[PATCH 1/2] x86/kexec: Preserve CR4.MCE during kexec

Kirill A. Shutemov posted 2 patches 2 years, 7 months ago
[PATCH 1/2] x86/kexec: Preserve CR4.MCE during kexec
Posted by Kirill A. Shutemov 2 years, 7 months ago
TDX guests are not allowed to clear CR4.MCE. Attempt to clear it leads
to #VE.

Preserve the flag during kexec.

Signed-off-by: Kirill A. Shutemov <kirill.shutemov@linux.intel.com>
---
 arch/x86/kernel/relocate_kernel_64.S | 6 +++++-
 1 file changed, 5 insertions(+), 1 deletion(-)

diff --git a/arch/x86/kernel/relocate_kernel_64.S b/arch/x86/kernel/relocate_kernel_64.S
index 4a73351f87f8..18f19dcc40e9 100644
--- a/arch/x86/kernel/relocate_kernel_64.S
+++ b/arch/x86/kernel/relocate_kernel_64.S
@@ -145,8 +145,12 @@ SYM_CODE_START_LOCAL_NOALIGN(identity_mapped)
 	 * Set cr4 to a known state:
 	 *  - physical address extension enabled
 	 *  - 5-level paging, if it was enabled before
+	 *  - Preserve MCE, if it was set.

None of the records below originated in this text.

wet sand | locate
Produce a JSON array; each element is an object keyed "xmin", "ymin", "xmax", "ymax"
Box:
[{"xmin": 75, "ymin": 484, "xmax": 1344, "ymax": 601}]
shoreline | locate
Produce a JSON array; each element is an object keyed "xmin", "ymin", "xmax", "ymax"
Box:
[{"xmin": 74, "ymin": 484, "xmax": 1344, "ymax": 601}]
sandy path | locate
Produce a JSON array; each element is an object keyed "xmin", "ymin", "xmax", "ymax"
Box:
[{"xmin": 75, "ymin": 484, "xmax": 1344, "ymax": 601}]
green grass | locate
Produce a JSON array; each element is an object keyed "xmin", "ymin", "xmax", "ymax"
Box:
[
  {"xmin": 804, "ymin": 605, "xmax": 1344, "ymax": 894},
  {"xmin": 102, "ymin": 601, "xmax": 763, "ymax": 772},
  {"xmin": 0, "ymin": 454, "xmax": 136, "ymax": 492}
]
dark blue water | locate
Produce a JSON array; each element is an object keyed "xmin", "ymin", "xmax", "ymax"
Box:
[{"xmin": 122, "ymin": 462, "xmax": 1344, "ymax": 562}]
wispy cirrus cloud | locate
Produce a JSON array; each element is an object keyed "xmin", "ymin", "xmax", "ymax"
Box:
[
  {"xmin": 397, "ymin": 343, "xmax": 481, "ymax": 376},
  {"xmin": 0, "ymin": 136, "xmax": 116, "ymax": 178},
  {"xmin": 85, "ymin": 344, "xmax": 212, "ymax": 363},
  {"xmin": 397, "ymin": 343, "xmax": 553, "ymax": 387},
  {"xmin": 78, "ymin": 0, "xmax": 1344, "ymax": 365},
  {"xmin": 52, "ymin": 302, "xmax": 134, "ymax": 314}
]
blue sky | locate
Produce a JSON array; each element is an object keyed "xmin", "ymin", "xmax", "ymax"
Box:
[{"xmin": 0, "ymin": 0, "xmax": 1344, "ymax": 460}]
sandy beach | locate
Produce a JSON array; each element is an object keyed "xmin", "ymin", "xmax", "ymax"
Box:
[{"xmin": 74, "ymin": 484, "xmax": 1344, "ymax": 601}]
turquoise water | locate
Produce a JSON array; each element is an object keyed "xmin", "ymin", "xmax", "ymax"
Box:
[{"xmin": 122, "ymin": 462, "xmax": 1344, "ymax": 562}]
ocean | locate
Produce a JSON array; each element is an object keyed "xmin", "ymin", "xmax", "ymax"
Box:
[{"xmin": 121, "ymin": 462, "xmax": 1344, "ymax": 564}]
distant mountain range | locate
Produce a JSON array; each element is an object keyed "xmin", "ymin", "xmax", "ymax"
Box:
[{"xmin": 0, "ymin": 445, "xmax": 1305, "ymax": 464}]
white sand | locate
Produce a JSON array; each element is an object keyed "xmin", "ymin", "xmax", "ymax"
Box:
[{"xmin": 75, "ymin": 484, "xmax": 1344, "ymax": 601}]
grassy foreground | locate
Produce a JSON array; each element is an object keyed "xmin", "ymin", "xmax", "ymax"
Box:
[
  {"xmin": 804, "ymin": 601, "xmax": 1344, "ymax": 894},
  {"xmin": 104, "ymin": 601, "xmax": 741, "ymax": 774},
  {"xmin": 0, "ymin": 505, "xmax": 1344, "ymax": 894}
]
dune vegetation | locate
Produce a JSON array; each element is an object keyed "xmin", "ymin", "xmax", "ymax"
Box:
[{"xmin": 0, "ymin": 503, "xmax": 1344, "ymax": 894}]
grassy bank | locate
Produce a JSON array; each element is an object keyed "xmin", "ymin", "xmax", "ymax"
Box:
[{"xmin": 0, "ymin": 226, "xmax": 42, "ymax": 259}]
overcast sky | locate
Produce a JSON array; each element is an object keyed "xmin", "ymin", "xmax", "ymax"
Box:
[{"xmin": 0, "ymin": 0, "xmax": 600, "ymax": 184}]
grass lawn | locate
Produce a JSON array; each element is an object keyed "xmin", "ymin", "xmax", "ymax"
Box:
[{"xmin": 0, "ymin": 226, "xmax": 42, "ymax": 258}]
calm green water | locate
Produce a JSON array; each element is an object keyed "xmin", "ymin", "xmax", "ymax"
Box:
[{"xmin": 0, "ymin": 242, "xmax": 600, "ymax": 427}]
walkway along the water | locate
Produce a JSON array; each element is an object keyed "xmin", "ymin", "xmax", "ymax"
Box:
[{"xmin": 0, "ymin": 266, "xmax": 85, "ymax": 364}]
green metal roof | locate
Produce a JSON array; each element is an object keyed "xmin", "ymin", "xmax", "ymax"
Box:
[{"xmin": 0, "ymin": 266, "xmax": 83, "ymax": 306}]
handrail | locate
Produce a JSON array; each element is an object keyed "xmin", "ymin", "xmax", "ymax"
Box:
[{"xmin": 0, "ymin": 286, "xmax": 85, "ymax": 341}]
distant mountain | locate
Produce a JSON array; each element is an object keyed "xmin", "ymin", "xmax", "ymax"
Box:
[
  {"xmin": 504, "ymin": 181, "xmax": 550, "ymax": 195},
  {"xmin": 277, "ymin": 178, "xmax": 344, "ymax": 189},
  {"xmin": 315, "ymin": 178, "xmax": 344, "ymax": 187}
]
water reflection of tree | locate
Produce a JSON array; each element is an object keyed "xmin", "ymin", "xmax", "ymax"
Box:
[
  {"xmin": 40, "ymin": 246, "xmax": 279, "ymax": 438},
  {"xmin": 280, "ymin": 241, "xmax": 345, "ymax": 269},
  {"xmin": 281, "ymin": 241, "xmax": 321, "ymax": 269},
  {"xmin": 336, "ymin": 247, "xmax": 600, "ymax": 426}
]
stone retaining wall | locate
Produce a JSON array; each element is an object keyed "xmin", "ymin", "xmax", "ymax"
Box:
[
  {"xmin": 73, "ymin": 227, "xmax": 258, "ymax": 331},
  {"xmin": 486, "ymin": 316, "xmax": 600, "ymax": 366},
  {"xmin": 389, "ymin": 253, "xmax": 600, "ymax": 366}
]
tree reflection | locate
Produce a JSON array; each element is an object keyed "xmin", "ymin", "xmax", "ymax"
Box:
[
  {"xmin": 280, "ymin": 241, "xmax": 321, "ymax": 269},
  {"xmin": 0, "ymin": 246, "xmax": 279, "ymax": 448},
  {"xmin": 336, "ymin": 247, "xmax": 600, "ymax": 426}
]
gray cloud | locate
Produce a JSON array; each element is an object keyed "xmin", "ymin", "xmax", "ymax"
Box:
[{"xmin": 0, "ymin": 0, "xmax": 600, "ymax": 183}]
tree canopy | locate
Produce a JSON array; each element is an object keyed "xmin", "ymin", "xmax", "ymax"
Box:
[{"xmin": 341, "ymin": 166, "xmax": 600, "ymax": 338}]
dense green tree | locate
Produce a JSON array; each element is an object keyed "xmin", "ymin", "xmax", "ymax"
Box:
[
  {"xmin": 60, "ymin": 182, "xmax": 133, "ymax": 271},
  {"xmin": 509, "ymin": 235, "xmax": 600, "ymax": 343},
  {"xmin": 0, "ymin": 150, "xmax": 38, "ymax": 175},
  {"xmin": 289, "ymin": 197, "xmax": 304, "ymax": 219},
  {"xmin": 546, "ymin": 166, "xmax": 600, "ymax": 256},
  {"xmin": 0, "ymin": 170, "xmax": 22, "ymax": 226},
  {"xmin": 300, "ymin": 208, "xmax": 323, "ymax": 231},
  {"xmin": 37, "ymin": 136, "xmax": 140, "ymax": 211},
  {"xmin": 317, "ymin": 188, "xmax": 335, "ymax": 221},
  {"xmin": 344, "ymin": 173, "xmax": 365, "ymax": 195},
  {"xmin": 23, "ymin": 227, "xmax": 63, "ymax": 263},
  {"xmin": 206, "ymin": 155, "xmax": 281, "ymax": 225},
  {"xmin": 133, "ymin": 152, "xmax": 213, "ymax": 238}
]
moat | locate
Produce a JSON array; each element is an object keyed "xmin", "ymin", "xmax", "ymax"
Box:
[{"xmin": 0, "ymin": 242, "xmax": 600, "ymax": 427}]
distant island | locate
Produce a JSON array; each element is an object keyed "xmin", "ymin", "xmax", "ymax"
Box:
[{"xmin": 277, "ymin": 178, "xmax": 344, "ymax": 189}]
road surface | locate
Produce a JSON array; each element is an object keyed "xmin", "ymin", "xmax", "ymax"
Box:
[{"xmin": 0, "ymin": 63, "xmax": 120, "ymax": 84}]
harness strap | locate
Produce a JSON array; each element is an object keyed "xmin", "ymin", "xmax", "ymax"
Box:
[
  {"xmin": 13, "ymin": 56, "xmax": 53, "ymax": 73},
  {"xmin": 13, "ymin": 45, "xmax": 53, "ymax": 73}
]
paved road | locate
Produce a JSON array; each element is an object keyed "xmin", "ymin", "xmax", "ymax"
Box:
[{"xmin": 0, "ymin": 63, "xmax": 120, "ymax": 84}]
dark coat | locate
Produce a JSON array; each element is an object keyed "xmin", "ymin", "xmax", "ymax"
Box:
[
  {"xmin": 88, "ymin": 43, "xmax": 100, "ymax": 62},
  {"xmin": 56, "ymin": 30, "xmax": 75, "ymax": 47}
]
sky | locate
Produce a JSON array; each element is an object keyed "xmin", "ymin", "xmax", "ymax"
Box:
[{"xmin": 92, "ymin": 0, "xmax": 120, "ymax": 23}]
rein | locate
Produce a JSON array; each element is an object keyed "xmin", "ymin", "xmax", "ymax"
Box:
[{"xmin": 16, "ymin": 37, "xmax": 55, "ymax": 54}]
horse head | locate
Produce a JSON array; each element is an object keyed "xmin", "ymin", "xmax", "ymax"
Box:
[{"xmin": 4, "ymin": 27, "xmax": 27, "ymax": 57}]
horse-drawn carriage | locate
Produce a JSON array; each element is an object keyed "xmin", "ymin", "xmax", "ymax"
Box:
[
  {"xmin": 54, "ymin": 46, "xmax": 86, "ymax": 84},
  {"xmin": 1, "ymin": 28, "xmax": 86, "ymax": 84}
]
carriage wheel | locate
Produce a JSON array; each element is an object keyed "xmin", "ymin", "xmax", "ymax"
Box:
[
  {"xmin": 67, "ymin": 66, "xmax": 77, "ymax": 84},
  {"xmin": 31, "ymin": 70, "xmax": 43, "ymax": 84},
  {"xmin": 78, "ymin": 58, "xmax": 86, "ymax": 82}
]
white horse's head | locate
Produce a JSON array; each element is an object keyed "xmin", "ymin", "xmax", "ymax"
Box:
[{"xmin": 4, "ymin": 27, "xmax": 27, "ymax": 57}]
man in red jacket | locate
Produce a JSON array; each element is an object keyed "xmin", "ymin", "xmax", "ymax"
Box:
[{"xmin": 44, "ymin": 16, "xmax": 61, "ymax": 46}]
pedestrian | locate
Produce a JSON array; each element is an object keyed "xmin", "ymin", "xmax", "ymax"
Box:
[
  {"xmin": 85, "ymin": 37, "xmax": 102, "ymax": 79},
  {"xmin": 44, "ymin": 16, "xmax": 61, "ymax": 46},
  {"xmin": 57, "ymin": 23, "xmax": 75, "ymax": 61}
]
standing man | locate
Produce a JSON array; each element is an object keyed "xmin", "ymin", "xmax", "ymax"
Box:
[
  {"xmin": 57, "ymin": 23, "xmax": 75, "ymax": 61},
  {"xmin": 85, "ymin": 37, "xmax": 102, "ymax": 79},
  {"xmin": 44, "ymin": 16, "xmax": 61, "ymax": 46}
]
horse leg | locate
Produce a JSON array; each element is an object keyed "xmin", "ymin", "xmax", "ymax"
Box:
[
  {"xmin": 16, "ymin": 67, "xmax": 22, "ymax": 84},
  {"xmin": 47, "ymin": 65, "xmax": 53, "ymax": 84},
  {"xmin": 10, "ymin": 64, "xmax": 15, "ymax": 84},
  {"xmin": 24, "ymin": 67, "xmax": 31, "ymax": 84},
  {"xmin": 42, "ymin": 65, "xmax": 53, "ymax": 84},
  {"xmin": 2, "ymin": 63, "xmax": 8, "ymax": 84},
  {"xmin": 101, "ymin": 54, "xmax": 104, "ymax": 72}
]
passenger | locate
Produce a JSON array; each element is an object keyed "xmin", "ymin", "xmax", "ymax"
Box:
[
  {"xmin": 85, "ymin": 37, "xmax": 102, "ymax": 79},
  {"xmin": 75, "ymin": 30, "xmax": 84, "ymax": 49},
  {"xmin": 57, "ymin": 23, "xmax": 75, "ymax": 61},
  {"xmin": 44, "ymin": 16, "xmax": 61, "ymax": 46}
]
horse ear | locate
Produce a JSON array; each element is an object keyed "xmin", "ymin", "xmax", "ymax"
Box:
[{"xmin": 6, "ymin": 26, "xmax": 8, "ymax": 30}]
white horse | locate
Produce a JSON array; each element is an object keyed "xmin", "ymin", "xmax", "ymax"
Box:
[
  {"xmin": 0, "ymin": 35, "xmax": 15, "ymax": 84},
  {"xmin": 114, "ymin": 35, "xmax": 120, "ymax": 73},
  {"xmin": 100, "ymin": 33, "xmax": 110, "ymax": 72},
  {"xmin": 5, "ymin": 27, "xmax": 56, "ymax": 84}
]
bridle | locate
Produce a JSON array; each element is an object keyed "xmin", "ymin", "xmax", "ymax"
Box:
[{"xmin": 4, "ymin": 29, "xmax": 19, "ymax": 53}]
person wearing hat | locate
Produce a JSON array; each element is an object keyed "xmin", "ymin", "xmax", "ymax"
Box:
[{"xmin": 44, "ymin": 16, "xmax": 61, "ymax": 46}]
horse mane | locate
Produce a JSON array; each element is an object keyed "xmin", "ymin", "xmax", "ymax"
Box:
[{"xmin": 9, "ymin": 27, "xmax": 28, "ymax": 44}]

Clearing MCE may fault in some
+	 *    environments.
 	 */
-	movl	$X86_CR4_PAE, %eax
+	movq	%cr4, %rax
+	andl	$X86_CR4_MCE, %eax
+	orl	$X86_CR4_PAE, %eax
 	testq	$X86_CR4_LA57, %r13
 	jz	1f
 	orl	$X86_CR4_LA57, %eax
-- 
2.39.1
Re: [PATCH 1/2] x86/kexec: Preserve CR4.MCE during kexec
Posted by Andrew Cooper 2 years, 6 months ago
On 13/02/2023 11:48 pm, Kirill A. Shutemov wrote:
> TDX guests are not allowed to clear CR4.MCE. Attempt to clear it leads
> to #VE.
>
> Preserve the flag during kexec.
>
> Signed-off-by: Kirill A. Shutemov <kirill.shutemov@linux.intel.com>

That's unfortunate for TDX, but in a non-TDX system you must never
maintain CR4.MCE into kexec.

Async events, including NMIs, cannot be taken between this point and the
target having set itself up into it's intended operating mode.  During
this period you get all kinds of fun with type confusion in the IDT/TSS
and/or not having a safe stack to service the event.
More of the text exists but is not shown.